In this part, you will implement **Value Iteration** and **Policy Iteration** methods to solve the `CliffWalking` environment from the Gymnasium library. The goal is to find an optimal policy that minimizes the total cost while avoiding the cliff.

### Learning Objectives
- Understand and implement core MDP methods (Value Iteration and Policy Iteration).
- Visualize and analyze the convergence of state values and policies.
- Compare the performance of both methods in terms of iterations and computation time.

## Setup
### Install Required Libraries
To begin, ensure you have the required packages installed. Run the following cells to install dependencies.

In [None]:
!pip install swig --quiet

In [None]:
!pip install gymnasium[all] matplotlib --quiet

In [None]:
import numpy as np
import matplotlib.pyplot as plt
from gymnasium.envs.toy_text import CliffWalkingEnv
import gymnasium as gym
from tqdm import tqdm
import seaborn as sns
from collections import defaultdict
from matplotlib.patches import Patch
from mpl_toolkits.mplot3d import Axes3D


%matplotlib inline

## Environment
The `CliffWalkingEnv` is a 4x12 grid-world environment. The agent starts at the top-left corner and aims to reach the top-right corner. Falling into the cliff results in a significant penalty. The environment has four possible actions:
- **0**: Move up
- **1**: Move right
- **2**: Move down
- **3**: Move left

### Example Render:
S = Start, G = Goal, C = Cliff

In [None]:
import numpy as np
from gymnasium import Wrapper


class CliffEnvWrapper(Wrapper):
    def __init__(self, env):
        super().__init__(env)
        self.start_state = (3, 0)  # Assumes a fixed start state
        self.terminal_state = (
            self.env.shape[0] - 1,
            self.env.shape[1] - 1,
        )  # Bottom-right corner
        self.start_state_index = np.ravel_multi_index(self.start_state, self.env.shape)
        self.terminal_state_index = np.ravel_multi_index(
            self.terminal_state, self.env.shape
        )

        # Expose `P` as a direct attribute
        self.P = env.P

        # Correct the transition probabilities
        self.correct_transitions()

    def correct_transitions(self):
        """Corrects the environment's transition probabilities for cliffs and terminal states."""
        for state in range(self.env.nS):
            position = np.unravel_index(state, self.env.shape)
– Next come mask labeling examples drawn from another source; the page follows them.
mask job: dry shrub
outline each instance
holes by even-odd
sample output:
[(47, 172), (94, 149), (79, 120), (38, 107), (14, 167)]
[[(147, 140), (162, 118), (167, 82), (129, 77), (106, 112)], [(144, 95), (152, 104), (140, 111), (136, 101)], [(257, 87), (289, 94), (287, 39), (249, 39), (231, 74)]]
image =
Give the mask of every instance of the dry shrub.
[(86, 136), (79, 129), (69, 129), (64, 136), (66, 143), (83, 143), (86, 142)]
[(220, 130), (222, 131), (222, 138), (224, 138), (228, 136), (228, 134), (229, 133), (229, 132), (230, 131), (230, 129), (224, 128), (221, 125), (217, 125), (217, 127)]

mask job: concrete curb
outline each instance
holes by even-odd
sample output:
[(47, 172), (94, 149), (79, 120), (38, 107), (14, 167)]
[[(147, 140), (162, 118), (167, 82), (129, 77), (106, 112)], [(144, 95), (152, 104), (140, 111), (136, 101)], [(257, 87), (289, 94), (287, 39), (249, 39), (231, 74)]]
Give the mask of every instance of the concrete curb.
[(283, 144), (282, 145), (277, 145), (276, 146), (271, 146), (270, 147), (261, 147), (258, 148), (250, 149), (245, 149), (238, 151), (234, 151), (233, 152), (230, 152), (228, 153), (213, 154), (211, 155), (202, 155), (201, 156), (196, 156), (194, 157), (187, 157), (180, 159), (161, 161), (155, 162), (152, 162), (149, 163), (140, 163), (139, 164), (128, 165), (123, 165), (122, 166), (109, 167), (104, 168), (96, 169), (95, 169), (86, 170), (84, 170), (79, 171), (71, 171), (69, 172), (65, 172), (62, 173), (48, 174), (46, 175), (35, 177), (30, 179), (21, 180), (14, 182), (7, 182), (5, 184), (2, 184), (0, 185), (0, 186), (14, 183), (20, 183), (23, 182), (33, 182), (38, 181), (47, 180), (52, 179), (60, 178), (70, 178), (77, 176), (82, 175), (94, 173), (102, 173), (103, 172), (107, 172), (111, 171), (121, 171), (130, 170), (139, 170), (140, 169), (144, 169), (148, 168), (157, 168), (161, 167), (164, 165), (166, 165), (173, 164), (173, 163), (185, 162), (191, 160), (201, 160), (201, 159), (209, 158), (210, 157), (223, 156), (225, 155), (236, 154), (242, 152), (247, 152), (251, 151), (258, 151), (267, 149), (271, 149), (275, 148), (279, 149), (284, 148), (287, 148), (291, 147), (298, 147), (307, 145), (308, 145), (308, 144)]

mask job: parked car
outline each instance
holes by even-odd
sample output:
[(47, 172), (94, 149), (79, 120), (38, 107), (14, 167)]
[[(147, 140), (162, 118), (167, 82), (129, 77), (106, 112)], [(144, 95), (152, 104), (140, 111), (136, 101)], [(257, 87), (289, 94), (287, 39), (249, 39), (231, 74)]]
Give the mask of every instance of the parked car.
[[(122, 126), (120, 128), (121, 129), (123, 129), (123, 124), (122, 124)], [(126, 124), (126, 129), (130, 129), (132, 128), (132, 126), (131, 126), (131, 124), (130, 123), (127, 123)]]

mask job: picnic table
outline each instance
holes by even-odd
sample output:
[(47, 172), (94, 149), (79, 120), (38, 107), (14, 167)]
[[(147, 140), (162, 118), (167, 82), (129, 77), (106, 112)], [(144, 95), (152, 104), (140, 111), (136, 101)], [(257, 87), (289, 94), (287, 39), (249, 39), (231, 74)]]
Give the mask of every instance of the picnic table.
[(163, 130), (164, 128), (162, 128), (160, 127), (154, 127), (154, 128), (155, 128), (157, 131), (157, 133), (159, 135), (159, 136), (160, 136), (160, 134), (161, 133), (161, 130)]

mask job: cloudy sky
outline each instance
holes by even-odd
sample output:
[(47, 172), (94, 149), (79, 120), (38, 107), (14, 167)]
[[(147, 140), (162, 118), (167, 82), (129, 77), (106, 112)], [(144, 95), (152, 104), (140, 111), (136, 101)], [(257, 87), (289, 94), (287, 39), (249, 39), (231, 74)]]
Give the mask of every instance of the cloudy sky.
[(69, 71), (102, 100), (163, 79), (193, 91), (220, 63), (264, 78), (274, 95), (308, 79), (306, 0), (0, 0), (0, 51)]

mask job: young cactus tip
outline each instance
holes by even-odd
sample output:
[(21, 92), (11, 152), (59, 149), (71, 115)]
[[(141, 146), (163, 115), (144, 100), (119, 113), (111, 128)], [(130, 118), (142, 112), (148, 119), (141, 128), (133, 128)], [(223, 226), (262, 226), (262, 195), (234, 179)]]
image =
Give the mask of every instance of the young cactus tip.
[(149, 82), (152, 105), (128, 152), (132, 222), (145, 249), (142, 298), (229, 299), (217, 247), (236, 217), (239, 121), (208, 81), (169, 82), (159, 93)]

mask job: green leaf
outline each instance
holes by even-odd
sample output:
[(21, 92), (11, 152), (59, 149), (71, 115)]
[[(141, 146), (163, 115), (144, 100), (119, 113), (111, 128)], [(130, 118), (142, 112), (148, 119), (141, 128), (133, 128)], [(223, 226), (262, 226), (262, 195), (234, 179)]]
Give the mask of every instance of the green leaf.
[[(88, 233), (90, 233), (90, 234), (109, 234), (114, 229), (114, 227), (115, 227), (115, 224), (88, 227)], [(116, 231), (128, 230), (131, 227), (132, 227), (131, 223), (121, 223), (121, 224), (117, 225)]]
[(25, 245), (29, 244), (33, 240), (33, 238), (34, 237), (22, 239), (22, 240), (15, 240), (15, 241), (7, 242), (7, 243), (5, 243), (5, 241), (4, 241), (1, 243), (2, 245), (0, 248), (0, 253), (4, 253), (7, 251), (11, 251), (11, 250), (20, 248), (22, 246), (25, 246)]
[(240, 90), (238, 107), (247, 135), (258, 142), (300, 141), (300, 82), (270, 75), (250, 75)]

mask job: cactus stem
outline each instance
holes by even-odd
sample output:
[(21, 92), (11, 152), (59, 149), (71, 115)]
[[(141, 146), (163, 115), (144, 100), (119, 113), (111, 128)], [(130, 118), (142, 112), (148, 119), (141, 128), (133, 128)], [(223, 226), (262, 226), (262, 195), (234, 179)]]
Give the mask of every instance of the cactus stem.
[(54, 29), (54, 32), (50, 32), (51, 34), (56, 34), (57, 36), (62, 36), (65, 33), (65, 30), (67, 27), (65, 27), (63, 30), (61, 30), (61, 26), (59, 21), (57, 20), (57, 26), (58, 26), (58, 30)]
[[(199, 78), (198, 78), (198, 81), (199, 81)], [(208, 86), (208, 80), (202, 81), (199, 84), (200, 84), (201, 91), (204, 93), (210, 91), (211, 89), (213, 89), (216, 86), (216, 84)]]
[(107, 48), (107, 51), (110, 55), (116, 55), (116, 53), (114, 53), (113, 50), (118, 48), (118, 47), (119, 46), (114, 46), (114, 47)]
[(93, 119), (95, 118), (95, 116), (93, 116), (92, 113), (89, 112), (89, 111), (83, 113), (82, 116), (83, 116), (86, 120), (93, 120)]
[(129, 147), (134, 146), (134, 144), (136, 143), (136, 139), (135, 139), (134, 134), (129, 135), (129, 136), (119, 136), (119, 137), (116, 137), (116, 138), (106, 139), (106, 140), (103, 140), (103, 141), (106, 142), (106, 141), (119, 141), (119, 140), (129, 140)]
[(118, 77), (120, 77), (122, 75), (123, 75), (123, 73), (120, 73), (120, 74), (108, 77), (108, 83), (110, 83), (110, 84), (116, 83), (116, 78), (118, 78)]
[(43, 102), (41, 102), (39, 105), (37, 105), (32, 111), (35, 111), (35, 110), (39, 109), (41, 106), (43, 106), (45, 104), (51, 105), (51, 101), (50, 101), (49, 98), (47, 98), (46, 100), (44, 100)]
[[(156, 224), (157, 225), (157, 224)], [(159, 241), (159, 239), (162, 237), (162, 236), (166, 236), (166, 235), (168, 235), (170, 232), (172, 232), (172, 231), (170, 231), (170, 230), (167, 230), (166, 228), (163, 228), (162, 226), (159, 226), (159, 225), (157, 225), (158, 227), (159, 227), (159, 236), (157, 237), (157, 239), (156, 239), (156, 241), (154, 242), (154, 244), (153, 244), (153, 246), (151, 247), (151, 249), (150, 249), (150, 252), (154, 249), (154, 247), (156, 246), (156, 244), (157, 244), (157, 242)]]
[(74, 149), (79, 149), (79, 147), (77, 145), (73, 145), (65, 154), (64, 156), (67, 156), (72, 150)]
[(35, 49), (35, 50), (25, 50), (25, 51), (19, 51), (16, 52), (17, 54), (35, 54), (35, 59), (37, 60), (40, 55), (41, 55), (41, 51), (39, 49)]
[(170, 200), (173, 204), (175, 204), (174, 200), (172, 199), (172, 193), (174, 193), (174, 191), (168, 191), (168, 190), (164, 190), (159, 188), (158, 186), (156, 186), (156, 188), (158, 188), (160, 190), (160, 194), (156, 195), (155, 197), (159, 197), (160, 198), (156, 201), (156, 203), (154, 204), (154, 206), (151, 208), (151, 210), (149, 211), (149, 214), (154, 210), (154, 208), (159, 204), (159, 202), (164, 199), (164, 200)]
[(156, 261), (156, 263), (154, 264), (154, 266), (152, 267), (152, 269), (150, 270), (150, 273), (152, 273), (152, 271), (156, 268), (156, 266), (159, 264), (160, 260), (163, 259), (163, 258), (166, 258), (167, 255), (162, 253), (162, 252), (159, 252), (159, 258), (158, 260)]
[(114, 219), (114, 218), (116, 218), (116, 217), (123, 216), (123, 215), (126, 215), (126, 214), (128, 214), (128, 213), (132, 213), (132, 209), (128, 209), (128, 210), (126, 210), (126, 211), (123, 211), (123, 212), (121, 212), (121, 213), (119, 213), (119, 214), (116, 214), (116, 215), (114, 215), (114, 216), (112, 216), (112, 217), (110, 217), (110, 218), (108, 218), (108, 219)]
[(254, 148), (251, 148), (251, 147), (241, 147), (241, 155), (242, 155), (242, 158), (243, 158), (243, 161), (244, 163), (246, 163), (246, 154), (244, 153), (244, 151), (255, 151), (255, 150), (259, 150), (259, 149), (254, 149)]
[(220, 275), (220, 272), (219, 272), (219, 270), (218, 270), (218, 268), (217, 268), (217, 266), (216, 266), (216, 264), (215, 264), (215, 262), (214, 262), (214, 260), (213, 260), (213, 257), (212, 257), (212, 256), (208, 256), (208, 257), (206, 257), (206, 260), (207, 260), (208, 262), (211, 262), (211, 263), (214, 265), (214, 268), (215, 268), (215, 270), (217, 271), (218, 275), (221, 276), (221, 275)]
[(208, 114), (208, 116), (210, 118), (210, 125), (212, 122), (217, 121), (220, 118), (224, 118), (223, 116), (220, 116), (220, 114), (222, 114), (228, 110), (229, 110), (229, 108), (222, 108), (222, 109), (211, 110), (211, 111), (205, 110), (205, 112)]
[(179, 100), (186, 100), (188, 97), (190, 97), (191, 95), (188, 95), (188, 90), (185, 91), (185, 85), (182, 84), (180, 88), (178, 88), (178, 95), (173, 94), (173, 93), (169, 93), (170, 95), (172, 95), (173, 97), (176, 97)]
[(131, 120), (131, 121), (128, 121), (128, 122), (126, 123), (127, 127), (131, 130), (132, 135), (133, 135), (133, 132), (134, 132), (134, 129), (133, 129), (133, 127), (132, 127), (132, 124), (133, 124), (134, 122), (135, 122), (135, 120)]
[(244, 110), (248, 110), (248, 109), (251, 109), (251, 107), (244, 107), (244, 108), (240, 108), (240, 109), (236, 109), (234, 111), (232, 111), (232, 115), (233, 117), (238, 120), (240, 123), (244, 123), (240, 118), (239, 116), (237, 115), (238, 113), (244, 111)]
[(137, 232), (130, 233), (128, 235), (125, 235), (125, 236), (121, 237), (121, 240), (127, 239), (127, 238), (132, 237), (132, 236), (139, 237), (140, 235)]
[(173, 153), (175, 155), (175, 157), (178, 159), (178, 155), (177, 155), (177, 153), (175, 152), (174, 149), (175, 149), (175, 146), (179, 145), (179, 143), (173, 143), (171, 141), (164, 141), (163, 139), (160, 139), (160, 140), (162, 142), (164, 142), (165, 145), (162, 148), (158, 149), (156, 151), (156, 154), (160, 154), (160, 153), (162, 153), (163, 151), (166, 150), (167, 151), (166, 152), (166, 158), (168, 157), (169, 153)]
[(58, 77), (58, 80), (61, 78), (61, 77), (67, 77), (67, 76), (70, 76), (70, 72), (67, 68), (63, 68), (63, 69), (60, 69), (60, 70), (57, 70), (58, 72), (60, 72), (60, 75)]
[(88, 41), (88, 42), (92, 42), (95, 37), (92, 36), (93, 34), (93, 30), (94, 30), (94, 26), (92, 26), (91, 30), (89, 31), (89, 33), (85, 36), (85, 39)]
            for action in range(self.env.nA):
                transitions = self.env.P[state][action]

                # If the state is a cliff, reset to the start state with penalty
                if self.env._cliff[position]:
                    self.env.P[state][action] = [
                        (1.0, self.start_state_index, -100, False)
                    ]
                    continue

                # If the state is terminal, transitions should only lead to itself
                if position == self.terminal_state:
                    self.env.P[state][action] = [(1.0, state, 0, True)]
                    continue

                # Otherwise, keep the original transition logic
                new_transitions = []
                for prob, next_state, reward, done in transitions:
                    next_position = np.unravel_index(next_state, self.env.shape)
                    # Ensure terminal state is correctly handled
                    if next_position == self.terminal_state:
                        new_transitions.append((prob, next_state, reward, True))
                    else:
                        new_transitions.append((prob, next_state, reward, False))
                self.env.P[state][action] = new_transitions

    def step(self, action):
        """Override step to ensure consistency with wrapped transitions."""
        state, reward, done, truncated, info = super().step(action)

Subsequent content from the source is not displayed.